LAWRENCE WINS RACIAL PROFILING CASE          top    

On September 1, 2004, a federal jury returned a defense verdict in favor of Manhattan Beach Police Officer Robert Schreiber. The trial finished what began as a racial profiling case against Schreiber, several other officers, the City of Manhattan Beach and its Chief of Police. In a lengthy opinion, United States District Court Judge Margaret Morrow granted summary judgment in favor of all defendants except Schreiber, the officer who initiated the traffic stop. Both sides sought and were granted the right to take interlocutory appeals. The cross-appeals resulted in the Ninth Circuit upholding all of Judge Morrow’s rulings.
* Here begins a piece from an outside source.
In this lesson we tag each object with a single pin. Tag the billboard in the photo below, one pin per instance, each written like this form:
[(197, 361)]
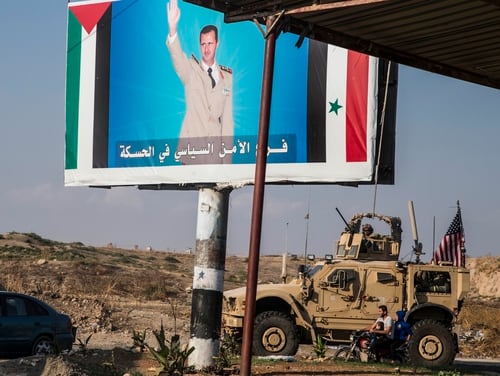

See Bingham v. City of Manhattan Beach (9th Cir. 2003) 329 F.3d 723. The two day trial that followed featured the testimony of Lonni Ali, the wife of Muhammad Ali. The plaintiff is the life-long friend and personal photographer of Ali. Muhammad Ali was in attendance during his wife’s testimony and closing arguments.

FIRM RECEIVES UNANIMOUS DECISION BY CALIFORNIA SUPREME COURT          top
IN DEFAMATION CASE  
 

On December 22, 2003, in a unanimous decision, the state Supreme Court held that the accrual of a cause of action for defamation was not delayed or otherwise tolled by the so-called discovery rule, where the alleged defamatory statements were republished in a mass media forum. Reversing the Los Angeles-based 2nd District Court of Appeal, the justices refused to give the plaintiff the benefit of the discovery rule, which tolls the statute of limitations in cases in which plaintiffs do not immediately learn that they have been wronged. Plaintiff was a witness in the O.J. Simpson murder case who sued her former boyfriend and a Los Angeles Deputy District Attorney for making alleged false statements that she was a "felony probationer," and also brought libel and slander claims against the author and publisher of a book that repeated those statements. Her lawsuit, filed in October 1997, however, was not filed until one year and one day after the book containing the alleged defamatory statements was first made available for sale in California. The trial court dismissed the suit pursuant to the defendants' motion for summary judgment on the ground that plaintiff missed the one-year deadline, notwithstanding plaintiff's declaration that she had not read the book and discovered the alleged defamatory statements until December 1996. The 2nd District, however, reinstated the suit. Chief Justice Ronald M. George, writing for the Supreme Court, reversed the appellate court decision, concluding that the one-year deadline for filing a suit began to run on "the date the book was first generally distributed to the public, regardless of the date on which plaintiff actually learned of the existence of the book and read its contents."

BEACH AND LAWRENCE NAMED ATTORNEYS OF THE YEAR          top    

On June 26, 2003, Paul Beach was honored at a reception held at the Los Angeles County Sheriff's Department. He has been named "Attorney of the Year" by the Los Angeles County Sheriff's Department for his excellence in representing the Sheriff's Department and its personnel. This was a repeat for the firm. David Lawrence received the same award on May 5, 2000.

LAWRENCE WINS 13-YEAR OLD SUPERVISORY LIABILITY CASE          top    

On January 9, 2004, David Lawrence obtained a defense jury verdict for former Los Angeles County Sheriff's Department officials in what seemed like a battle that would never end. The case arose from the February 8, 1991 arrest of Brett Thompson in which a Sheriff's canine bit Mr. Thompson. The arrest was criticized in the original Kolts report as an example of instances in which additional force was used to subdue criminal suspects who were bitten by and fought with the canines. Orders granting defense motions for summary judgment were reversed twice by the Court of Appeals, accounting for the length of time required to get the matter to trial. By the time the case was tried, plaintiff had dismissed all but high ranking Sheriff's officials including the former Undersheriff. Plaintiff proceeded against the remaining defendants on a civil rights "failure to train and supervise" theory. After almost five weeks of trial in the Central District of the Los Angeles County Superior Court, a jury returned a defense verdict with only one dissenting juror.